Methods: This study is a retrospective study of treatment-naïve patients with DME who underwent 6 × 6 mm OCTA imaging of the macula at baseline and after three monthly IVB injections. Thirty-six eyes of 23 patients were included. Eyes that demonstrated evidence of an early anatomical response, consisting of a > 10% decrease in central macular thickness (CMT) (n = 18), were compared with those eyes that failed to show such an improvement (n = 18).
Results: At baseline, early-response eyes had worse starting best-corrected visual acuity (BCVA, LogMAR 0.84 ± 0.41 versus LogMAR 0.51 ± 0.15, p = 0.004) and a larger CMT (490 ± 135 μm versus 356 ± 33 μm, p = 0.001), but smaller foveal avascular zones (FAZ) (0.309 ± 0.098mm versus 0.413 ± 0.095 mm, p = 0.003) compared with eyes that proved refractory to three monthly injections of IVB. The vascular density (VD) in both the foveal superficial and deep capillary plexuses was significantly greater in eyes that showed an early-treatment response compared with eyes that were non-responders (24.86 ± 6.90% versus 19.98 ± 7.13%, p = 0.045 and 32.30 ± 4.88% versus 26.95 ± 7.25%, p = 0.028, respectively). Early-treatment response to IVB was predicted by starting CMT (r²= 0.266, p = 0.001), FAZ size (r²= 0.234, p = 0.003), and VD in the superficial parafovea (r²= 0.217, p = 0.004) and deep fovea (r²= 0.157, p = 0.037).
Conclusion: Projection-resolved OCTA may be useful in predicting an early anatomical response of DME to treatment with IVB.

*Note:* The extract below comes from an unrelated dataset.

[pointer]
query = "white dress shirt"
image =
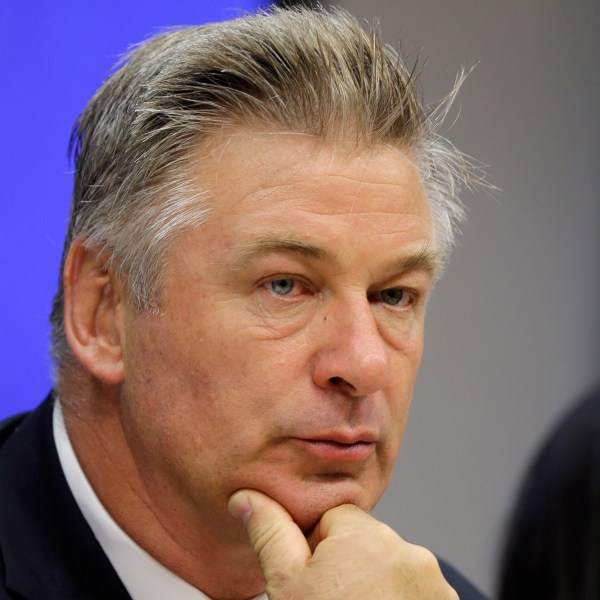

Keywords: anti-VEGF agents, bevacizumab, biomarkers, diabetic macular edema, macular ischemia, macular perfusion, optical coherence tomography angiography

Introduction

The worldwide prevalence of diabetes mellitus (DM) is rapidly increasing, and it is currently estimated that roughly 440 million people globally will have DM by the year 2030.¹ In the USA, DM is reported to be the leading cause of blindness in people between the ages of 20 and 74.² Approximately 29% of the diabetic adults have diabetic retinopathy (DR), while 3% have diabetic macular edema (DME).³ In Egypt, the prevalence of DM has almost tripled in the last two decades,⁴ and a study of Egyptian diabetic patients revealed that nearly 42% had some degree of DR, and 5% were legally blind.⁵

DME is the most common cause of vision loss attributable to DM. Intravitreal injections of agents targeting the cytokine vascular endothelial growth factor (VEGF) have become the first line of treatment for DME patients.^6,–8 However, not all patients with DME respond equally well to anti-VEGF injections, and some agents are costlier than others.^6–9 Identifying which patients are at risk of a delayed or poor response to treatment may help manage treatment expectations and prepare clinicians for the need to consider alternative therapies.^9–11

Optical coherence tomography (OCT) imaging has been used to identify several biomarkers proposed as being predictive of a functional and anatomical response of patients with DME to anti-VEGF treatment, including the presence of disorganization of the inner layers of the retina¹² and the morphological pattern of DME.¹³ Optical coherence tomography angiography (OCTA) is a relatively new extension of OCT that generates non-invasive, depth-resolved images of the retinal microvasculature. This allows for the detection of various features of DR including size of the foveal avascular zone (FAZ), vascular density (VD) of the superficial (SCP) and deep capillary plexuses (DCP), and extent of retinal nonperfusion.^14,15 Recent studies have shown an association between several OCTA-derived parameters and the functional and anatomical response of patients with DME to anti-VEGF treatment, including a larger FAZ area and lower VD measurements in patients who show a poor anatomical response.^16,17 However, some of these studies used older OCTA software with outdated segmentation boundaries and minimal projection artifact removal.^16,18,19 This makes it difficult to compare these published results to current OCTA studies and limits their applicability to the treatment of patients with DR in clinical practice. The present study uses up-to-date OCTA software with projection artifact removal to identify potential OCTA biomarkers that may be predictive of an early anatomical response to intravitreal bevacizumab (IVB) injections in treatment-naïve eyes with DME.

Methods

This study is a retrospective analysis of treatment naïve patients with DM that underwent three consecutive monthly IVB for the treatment of DME. Only patients who completed OCTA imaging within 10 days of the first injection and around 1 month after the third injection are included. Patients were treated in the retina clinic of Cairo University between June 2018 and September 2019. The research adhered to the tenets of the Declaration of Helsinki and was approved by the institutional review board of Cairo University. Criterion for the inclusion of patients was best-corrected visual acuity (BCVA) below 6/9 (20/30) with evidence of DME (central macular thickness [CMT] >275 µm based on studies in Egyptian patients with DM)¹⁴ at baseline. Exclusion criteria included those eyes with significant media opacities, history of other retinal diseases that could impact the results of imaging of the retinal vasculature such as retinal vein occlusions, central serous chorioretinopathy, myopic degeneration, history of glaucoma or uveitis, presence of an epiretinal membrane, or vitreomacular traction syndrome. No subject had any prior history of intravitreal injections, macular laser treatment, or vitreoretinal surgery, and no other treatments were administered during the study.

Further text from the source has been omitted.